A Epigenetic small-molecule screening was performed in HL-60 cell line treated daily with 25% GI₅₀ of each compound for 48 h. CD11b and annexin-V were measured by flow cytometry. The data shown are the mean of three biologically independent experiments. B Percentage of inhibition of CM-444 and CM-1758 at 10 µM against a panel of 95 epigenetic targets. HDACs, DNMTs, and UTX IC₅₀ values are indicated. C Predicted complex of CM-444 and CM-1758 with HDAC1, HDAC6, and HDAC7. D H3Ac and H3K27me3 levels were detected by western blot after daily treatment of an HL-60 cell line with 270 nM CM-444 or 300 nM CM-1758 for 48 h. H3 total was used as the loading control (representative experiment of 2 biologically independent studies). E DNA methylation of LINE-1 analyzed by pyrosequencing after daily treatment in HL-60 cell line with 270 nM CM-444 or 300 nM CM-1758 for 48 h.
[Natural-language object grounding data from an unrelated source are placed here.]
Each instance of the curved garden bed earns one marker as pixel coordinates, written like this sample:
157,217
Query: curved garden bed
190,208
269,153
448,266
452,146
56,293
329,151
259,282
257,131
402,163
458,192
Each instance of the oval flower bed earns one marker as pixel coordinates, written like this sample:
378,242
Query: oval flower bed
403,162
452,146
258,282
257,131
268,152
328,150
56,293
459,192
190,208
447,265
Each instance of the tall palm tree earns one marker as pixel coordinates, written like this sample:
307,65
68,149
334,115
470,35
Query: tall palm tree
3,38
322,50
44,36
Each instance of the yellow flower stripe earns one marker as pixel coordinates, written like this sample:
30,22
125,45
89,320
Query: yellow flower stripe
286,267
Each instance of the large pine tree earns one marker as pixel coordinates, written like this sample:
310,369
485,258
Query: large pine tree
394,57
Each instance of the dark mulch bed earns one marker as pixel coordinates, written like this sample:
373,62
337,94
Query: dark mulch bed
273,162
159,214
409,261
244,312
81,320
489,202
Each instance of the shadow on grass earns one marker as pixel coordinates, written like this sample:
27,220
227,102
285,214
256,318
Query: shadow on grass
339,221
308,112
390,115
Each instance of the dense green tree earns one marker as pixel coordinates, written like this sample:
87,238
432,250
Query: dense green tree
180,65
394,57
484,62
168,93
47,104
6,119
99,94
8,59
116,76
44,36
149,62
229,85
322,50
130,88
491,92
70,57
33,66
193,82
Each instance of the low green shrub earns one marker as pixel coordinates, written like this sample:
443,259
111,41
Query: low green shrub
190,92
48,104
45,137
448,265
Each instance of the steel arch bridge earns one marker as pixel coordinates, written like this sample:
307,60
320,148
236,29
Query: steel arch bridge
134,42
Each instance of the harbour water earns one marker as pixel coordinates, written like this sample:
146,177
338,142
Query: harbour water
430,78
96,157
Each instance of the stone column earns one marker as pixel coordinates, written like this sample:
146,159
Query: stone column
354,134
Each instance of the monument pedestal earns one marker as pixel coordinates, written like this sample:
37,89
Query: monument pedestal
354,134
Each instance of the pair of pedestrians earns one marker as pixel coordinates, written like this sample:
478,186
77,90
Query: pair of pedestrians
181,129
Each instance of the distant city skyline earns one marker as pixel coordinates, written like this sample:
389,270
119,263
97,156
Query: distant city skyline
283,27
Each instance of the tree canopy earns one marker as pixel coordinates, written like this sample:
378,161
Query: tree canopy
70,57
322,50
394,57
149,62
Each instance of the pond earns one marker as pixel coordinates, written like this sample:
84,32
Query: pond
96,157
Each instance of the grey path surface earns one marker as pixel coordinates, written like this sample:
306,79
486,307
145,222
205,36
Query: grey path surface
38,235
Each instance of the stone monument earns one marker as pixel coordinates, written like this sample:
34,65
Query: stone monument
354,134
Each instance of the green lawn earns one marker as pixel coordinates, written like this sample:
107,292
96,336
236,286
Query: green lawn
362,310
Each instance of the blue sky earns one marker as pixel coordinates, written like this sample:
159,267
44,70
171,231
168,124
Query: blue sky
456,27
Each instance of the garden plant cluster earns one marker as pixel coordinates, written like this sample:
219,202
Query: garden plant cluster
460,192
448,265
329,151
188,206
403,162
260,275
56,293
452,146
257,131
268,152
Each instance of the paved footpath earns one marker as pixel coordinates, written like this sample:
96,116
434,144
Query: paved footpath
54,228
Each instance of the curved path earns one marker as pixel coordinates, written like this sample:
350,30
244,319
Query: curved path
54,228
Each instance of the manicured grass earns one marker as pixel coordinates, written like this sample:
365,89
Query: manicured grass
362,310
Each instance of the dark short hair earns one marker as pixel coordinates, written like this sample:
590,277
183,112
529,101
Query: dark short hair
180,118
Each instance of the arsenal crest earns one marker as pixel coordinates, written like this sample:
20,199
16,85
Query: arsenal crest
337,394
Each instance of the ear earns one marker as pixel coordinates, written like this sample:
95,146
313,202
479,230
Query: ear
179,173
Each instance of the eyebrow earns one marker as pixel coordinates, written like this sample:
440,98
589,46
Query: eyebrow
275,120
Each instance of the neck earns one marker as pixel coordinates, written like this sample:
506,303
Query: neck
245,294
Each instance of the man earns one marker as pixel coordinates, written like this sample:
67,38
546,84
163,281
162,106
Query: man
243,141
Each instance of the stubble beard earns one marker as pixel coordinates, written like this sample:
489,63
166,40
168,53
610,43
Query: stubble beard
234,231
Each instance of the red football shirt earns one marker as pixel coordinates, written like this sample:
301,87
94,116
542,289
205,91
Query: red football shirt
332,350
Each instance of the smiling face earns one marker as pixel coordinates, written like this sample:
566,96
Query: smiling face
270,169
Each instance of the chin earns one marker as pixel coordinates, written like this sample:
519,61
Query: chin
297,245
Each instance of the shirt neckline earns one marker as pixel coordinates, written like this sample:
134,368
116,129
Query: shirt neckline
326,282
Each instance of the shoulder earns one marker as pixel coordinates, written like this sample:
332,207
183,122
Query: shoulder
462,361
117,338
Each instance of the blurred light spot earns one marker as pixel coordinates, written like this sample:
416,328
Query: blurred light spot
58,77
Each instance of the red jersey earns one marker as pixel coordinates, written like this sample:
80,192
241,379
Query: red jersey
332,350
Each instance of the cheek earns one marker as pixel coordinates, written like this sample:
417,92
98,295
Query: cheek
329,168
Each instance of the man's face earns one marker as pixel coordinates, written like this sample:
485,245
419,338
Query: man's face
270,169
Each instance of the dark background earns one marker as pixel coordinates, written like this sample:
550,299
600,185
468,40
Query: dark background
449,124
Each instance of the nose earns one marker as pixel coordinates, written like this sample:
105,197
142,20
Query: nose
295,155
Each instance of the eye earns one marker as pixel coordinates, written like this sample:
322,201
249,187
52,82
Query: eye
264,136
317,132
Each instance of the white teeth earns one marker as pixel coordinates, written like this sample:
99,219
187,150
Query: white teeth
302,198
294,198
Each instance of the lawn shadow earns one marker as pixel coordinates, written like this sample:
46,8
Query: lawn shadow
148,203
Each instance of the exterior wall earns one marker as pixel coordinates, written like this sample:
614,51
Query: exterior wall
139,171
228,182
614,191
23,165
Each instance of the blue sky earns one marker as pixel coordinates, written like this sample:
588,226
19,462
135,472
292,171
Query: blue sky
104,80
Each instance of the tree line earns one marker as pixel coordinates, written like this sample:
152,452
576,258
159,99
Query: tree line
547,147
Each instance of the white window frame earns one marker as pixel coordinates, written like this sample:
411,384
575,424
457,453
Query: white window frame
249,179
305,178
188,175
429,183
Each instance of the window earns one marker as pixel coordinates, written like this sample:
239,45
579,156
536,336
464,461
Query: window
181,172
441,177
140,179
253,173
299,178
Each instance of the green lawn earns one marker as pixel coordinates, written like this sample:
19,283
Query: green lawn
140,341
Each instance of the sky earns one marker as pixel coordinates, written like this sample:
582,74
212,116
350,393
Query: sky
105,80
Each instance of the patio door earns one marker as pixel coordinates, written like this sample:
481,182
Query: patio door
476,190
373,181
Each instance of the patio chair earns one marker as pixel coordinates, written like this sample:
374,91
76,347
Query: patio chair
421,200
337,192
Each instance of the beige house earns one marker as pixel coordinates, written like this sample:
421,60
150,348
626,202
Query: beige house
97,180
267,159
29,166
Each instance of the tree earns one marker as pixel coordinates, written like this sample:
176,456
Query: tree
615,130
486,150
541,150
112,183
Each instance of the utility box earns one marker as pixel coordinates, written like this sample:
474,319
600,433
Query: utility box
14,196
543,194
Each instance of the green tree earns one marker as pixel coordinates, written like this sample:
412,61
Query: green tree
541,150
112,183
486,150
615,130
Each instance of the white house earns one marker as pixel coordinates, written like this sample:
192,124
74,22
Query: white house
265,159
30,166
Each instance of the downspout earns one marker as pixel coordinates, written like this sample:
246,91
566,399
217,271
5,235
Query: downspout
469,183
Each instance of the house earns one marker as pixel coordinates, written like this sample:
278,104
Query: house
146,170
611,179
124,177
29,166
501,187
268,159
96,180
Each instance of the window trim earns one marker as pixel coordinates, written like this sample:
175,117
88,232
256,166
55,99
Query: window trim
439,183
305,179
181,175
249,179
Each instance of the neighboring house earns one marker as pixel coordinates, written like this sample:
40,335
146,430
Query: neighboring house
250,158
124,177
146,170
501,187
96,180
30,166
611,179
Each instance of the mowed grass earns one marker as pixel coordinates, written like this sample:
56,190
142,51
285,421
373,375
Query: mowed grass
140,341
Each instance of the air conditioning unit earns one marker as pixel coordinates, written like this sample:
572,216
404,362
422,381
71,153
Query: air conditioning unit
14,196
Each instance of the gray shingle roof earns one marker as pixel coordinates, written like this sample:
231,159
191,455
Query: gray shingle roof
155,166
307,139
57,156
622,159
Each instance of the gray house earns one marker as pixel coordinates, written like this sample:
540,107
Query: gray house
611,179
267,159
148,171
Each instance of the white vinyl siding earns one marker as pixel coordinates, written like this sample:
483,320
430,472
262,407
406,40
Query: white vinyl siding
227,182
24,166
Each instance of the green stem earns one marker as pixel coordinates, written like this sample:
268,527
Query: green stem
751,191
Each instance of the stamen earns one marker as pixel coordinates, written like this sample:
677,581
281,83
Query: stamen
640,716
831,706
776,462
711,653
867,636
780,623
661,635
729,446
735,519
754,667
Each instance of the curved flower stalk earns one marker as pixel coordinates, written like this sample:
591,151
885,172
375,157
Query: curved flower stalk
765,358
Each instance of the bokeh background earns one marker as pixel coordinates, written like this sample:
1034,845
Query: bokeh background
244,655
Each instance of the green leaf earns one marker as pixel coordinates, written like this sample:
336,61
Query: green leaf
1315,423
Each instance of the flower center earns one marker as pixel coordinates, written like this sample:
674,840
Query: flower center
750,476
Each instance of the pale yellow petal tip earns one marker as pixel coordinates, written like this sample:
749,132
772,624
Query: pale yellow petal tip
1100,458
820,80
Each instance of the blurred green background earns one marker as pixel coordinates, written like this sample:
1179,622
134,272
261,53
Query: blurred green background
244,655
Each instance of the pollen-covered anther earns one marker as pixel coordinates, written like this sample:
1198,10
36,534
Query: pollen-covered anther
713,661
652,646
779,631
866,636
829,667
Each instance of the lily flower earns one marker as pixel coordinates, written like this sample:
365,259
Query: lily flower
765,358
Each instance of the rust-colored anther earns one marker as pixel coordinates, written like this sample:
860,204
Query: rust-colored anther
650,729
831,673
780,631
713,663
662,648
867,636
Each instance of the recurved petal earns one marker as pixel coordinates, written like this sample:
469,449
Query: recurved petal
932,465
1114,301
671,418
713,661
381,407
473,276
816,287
The DNA methylation percentage is indicated inside the circles. As a DNA methylated control, a universally methylated DNA was used. The data shown are the mean of two biologically independent experiments. F Dot blot was used to detect global 5-methylcytosine levels after CM-444 and CM-1758 daily treatment for 48 h in an HL-60 cell line (270 nM and 300 nM, respectively). Methylene blue staining was used as a loading control (representative experiment of 2 biologically independent studies). PDE5: phosphodiesterase-5; HDACs: histone deacetylases; DNMTs: DNA methyltransferases; SIRTs: sirtuins; HDMs: histone demethylases; HATs: histone acetyltransferases; HMTs: histone methyltransferases; 5mC: 5-methylcytosine; MB: methylene blue. Uncropped blots and source data are provided as a Source data file.